Juliet Cohen: Ethics and Bias in a Zambia Case Study

For my master’s capstone project, my team produced an open-source pipeline for remote sensing of crop yields with a case study focused on the country of Zambia. The final data products included a free programming tool and a database of processed satellite imagery to detect maize yields in sub-Saharan Africa. Our vision was for these products to be utilized by an audience of researchers, policy-makers, farmers, or anyone else interested in crop yield predictions. We published our data products on the MOSAIKS API website, which serves as a portal for anyone in the world to access our materials, as long as the user has access to a standard computer. The diversity, equity, and inclusion goal of this project was to allow more people who lack a technical background or computational resources to execute spatiotemporal modeling techniques. My team pre-processed years of satellite imagery to take care of the first steps in the pipeline, with the help of our university-funded compute power and faculty expertise. As a result, the next steps in the workflow do not require powerful computational resources or a deep understanding of the featurization process on the user’s end. Rather, the rest of the analyses was designed to be able to be executed by anyone with a desire to learn.
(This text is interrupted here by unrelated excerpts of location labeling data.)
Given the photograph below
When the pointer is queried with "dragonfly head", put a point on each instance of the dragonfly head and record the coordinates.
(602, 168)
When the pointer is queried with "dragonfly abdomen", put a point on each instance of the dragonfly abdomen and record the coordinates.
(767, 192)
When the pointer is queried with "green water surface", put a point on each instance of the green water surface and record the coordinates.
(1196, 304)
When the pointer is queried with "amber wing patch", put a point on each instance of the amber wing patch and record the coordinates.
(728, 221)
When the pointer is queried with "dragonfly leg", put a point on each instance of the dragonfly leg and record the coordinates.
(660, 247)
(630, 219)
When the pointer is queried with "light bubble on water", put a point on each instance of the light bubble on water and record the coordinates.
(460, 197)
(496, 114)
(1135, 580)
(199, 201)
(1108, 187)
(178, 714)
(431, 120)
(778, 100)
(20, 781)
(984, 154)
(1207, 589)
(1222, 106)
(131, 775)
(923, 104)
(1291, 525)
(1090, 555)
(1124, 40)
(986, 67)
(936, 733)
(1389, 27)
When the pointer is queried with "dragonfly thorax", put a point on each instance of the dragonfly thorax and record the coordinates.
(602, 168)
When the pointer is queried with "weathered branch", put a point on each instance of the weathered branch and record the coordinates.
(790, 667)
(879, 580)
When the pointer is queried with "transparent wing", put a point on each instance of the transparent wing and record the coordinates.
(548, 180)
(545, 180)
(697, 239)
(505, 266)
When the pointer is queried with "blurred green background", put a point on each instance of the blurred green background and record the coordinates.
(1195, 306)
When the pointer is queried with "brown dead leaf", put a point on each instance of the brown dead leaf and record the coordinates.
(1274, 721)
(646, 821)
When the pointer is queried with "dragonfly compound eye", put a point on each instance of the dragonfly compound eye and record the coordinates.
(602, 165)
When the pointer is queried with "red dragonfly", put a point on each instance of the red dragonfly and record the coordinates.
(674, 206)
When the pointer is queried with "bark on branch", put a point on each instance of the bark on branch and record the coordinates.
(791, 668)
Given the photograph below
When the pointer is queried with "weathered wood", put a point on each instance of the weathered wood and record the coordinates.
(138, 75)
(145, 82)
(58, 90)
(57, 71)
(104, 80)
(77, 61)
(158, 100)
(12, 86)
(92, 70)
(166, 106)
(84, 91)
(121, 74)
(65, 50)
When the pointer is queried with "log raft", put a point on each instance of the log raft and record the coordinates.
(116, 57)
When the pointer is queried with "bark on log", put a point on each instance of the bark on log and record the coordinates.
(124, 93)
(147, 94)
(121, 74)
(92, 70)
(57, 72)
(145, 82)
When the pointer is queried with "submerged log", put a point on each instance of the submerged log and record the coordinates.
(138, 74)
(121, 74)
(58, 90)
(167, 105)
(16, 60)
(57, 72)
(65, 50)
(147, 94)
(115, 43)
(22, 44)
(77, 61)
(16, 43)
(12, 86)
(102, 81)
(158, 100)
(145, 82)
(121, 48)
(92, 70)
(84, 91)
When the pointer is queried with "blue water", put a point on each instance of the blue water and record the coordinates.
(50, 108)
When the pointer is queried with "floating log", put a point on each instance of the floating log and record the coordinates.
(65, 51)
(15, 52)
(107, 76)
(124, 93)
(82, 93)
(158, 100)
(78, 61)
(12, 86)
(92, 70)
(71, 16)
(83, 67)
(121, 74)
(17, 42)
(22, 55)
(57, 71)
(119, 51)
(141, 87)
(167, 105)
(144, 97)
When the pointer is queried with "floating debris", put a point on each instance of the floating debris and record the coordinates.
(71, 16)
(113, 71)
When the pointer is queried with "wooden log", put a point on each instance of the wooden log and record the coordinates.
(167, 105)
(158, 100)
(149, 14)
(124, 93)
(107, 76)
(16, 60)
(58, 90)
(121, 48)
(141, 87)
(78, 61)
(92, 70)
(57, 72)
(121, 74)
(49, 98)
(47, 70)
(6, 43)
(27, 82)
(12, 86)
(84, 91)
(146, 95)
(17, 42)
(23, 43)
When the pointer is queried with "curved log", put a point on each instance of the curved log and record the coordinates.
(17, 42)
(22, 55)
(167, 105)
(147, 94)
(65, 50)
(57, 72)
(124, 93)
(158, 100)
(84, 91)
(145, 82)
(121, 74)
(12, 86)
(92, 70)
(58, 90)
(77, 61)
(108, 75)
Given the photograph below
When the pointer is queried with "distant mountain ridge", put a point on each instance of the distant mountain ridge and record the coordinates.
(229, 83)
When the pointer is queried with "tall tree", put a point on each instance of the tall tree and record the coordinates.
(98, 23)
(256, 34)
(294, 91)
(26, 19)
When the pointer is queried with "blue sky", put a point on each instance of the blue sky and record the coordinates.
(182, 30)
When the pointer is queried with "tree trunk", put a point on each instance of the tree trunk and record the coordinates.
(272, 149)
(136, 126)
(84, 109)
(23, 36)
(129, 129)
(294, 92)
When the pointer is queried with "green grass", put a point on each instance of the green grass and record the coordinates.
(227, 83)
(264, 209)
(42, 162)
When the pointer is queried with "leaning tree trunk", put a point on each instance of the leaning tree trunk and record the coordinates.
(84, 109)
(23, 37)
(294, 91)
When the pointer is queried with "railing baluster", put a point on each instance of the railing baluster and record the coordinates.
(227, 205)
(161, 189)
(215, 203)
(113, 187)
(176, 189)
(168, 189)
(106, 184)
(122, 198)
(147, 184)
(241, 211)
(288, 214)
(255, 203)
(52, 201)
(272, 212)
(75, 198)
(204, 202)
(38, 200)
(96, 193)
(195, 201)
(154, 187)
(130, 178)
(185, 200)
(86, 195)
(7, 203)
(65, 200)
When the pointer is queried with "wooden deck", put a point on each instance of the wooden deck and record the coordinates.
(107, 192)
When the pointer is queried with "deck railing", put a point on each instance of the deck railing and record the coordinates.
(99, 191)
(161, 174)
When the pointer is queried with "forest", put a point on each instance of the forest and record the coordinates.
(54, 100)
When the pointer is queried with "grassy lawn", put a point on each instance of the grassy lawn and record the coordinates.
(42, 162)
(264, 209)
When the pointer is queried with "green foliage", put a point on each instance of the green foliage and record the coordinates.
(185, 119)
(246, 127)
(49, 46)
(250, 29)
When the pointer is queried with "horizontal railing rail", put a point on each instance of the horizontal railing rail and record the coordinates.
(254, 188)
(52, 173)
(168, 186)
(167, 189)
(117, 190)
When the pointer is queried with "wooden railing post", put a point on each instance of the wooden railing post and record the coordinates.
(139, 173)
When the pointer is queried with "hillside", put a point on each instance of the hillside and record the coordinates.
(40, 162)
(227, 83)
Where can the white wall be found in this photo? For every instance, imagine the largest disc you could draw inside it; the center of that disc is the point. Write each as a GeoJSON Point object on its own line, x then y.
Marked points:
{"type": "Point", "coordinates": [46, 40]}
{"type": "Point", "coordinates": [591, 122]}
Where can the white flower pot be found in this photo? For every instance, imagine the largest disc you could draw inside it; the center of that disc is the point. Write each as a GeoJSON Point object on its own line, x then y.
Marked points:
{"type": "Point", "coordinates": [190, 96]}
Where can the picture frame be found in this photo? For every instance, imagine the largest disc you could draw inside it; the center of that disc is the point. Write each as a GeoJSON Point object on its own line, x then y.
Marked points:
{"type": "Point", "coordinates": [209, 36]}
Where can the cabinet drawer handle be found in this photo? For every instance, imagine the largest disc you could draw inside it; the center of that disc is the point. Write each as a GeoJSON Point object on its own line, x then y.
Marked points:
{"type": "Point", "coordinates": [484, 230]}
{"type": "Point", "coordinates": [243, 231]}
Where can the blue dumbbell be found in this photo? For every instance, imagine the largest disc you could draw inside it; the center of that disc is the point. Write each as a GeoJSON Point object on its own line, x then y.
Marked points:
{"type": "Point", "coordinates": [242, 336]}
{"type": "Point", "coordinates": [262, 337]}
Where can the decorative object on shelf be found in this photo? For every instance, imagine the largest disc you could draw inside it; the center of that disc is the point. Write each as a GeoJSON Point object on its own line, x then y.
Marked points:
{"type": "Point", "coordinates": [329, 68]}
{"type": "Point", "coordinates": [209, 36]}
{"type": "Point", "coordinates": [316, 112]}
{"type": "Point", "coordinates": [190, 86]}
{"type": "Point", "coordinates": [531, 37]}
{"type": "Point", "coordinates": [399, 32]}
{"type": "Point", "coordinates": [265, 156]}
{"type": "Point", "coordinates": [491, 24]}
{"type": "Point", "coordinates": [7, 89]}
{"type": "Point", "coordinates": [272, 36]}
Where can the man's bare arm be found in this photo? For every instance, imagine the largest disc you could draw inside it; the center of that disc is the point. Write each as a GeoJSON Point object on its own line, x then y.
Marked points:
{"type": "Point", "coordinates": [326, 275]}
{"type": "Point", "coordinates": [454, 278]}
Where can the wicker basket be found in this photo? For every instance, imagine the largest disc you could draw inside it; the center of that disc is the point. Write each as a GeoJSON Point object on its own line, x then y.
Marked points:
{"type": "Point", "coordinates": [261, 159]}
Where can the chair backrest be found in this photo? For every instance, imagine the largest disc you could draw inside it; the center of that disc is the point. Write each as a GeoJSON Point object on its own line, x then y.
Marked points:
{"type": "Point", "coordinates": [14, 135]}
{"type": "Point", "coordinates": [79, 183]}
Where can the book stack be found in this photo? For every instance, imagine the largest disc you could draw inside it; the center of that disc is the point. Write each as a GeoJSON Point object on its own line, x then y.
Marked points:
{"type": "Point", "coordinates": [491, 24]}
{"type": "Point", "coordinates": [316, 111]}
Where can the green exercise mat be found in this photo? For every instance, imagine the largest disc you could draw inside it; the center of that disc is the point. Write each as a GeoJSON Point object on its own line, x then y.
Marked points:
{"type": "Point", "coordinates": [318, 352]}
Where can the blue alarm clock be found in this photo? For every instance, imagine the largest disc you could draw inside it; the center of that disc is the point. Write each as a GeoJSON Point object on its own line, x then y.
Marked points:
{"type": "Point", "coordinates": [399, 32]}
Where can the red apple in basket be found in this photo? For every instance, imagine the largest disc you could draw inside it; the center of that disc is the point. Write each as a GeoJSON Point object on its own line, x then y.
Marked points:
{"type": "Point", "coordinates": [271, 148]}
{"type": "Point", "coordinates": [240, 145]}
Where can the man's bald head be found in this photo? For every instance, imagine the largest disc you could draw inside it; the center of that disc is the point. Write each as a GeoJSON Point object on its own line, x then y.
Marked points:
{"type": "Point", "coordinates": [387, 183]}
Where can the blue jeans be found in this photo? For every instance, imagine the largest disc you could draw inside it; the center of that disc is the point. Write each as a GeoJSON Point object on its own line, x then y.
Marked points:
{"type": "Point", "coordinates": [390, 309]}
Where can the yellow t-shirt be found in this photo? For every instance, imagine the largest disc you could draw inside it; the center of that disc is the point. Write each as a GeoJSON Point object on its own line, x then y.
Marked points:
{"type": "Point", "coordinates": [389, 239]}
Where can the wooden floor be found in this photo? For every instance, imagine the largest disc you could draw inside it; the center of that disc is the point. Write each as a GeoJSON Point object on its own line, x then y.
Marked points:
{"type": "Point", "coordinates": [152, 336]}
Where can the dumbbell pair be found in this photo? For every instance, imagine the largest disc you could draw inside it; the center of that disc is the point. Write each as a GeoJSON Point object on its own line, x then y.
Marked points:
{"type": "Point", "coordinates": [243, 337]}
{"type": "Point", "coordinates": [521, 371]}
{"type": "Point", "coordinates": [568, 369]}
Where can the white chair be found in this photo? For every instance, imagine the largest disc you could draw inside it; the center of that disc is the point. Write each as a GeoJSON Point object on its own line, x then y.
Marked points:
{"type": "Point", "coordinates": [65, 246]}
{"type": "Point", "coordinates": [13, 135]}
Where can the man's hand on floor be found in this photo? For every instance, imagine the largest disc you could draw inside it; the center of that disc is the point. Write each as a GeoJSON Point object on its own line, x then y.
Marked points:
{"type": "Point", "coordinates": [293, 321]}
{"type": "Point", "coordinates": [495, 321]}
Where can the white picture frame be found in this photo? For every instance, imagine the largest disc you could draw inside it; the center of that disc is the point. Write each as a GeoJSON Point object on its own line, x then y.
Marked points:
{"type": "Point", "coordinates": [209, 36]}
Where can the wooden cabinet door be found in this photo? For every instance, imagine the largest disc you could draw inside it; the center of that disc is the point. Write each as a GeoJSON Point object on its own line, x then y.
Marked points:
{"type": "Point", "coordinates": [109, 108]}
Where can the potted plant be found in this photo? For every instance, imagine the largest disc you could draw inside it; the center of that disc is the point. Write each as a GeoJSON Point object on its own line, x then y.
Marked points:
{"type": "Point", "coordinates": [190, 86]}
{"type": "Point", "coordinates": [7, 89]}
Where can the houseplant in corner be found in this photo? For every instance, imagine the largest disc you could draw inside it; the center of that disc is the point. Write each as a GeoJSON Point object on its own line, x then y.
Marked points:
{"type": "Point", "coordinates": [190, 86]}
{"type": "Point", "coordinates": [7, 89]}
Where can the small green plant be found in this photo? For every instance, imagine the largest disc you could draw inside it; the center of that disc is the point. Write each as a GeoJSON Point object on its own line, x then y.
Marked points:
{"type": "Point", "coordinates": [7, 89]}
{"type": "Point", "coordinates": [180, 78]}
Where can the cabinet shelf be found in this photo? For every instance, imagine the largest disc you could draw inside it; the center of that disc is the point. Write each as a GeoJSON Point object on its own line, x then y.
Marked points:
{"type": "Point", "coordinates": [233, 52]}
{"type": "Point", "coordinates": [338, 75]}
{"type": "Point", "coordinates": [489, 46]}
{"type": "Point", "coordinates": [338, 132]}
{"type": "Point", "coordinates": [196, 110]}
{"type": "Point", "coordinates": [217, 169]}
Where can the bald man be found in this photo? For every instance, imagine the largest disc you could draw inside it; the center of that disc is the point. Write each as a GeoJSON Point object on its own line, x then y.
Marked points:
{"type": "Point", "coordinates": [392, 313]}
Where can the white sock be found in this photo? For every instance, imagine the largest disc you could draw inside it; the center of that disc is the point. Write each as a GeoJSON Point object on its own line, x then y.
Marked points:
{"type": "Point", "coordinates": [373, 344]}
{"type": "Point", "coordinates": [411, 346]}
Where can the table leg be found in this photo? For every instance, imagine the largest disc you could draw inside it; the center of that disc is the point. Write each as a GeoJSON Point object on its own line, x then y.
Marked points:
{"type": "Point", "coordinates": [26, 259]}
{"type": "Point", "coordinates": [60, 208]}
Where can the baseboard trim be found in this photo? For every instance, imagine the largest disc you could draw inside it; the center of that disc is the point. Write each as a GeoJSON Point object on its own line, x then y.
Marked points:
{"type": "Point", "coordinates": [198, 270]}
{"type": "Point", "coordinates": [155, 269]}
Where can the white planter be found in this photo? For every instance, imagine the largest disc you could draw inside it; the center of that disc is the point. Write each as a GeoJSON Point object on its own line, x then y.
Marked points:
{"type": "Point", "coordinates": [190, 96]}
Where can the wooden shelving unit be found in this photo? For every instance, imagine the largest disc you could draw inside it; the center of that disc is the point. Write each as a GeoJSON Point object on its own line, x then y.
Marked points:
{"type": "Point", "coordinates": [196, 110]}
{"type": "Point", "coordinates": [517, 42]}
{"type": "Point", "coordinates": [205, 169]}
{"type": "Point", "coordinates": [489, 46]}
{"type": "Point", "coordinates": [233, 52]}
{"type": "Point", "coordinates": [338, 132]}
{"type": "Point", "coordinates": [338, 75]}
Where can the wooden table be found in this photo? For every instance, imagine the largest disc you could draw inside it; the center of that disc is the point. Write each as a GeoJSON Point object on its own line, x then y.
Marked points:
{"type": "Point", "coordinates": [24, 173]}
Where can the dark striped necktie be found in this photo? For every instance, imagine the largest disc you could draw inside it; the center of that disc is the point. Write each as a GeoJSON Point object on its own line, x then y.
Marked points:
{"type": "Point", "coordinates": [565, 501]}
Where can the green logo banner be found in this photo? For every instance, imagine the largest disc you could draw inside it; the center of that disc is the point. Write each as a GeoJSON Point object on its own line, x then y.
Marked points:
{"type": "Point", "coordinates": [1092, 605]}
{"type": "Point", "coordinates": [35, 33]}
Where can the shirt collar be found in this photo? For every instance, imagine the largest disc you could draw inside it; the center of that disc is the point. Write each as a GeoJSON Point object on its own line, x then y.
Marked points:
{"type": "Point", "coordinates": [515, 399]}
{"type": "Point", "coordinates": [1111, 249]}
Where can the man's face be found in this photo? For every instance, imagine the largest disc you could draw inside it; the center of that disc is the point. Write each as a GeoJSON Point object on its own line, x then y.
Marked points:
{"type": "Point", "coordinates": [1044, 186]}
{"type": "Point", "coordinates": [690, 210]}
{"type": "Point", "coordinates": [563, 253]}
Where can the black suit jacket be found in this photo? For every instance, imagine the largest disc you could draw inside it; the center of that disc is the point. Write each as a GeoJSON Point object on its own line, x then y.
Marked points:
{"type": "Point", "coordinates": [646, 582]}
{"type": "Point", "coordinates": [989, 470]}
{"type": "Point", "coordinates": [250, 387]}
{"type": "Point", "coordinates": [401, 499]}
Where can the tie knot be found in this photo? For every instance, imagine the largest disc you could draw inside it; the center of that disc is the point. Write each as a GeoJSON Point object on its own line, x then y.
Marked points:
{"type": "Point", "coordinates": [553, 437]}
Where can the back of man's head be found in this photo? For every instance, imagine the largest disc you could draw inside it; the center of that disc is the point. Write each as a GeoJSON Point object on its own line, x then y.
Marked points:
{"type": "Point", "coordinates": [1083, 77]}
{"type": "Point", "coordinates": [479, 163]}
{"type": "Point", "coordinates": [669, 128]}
Expanding spatiotemporal modeling to a wider community is certainly a powerful idea. However, my capstone team needs to take a step back to consider the ethics and bias in our approach by asking the question:

“Does everyone in our target audience have access to a computer?”

In the context of diversity, equity, and inclusion, we recognize that not everyone has the privileges that we enjoy at the University of California, Santa Barbara. These include access to the computational and financial resources of the university system, support through our graduate program and faculty, and reliable electricity in our homes and work spaces.

Furthermore, we must ask:

“Does our crop model show prediction bias because of bias in the data on which it was trained?”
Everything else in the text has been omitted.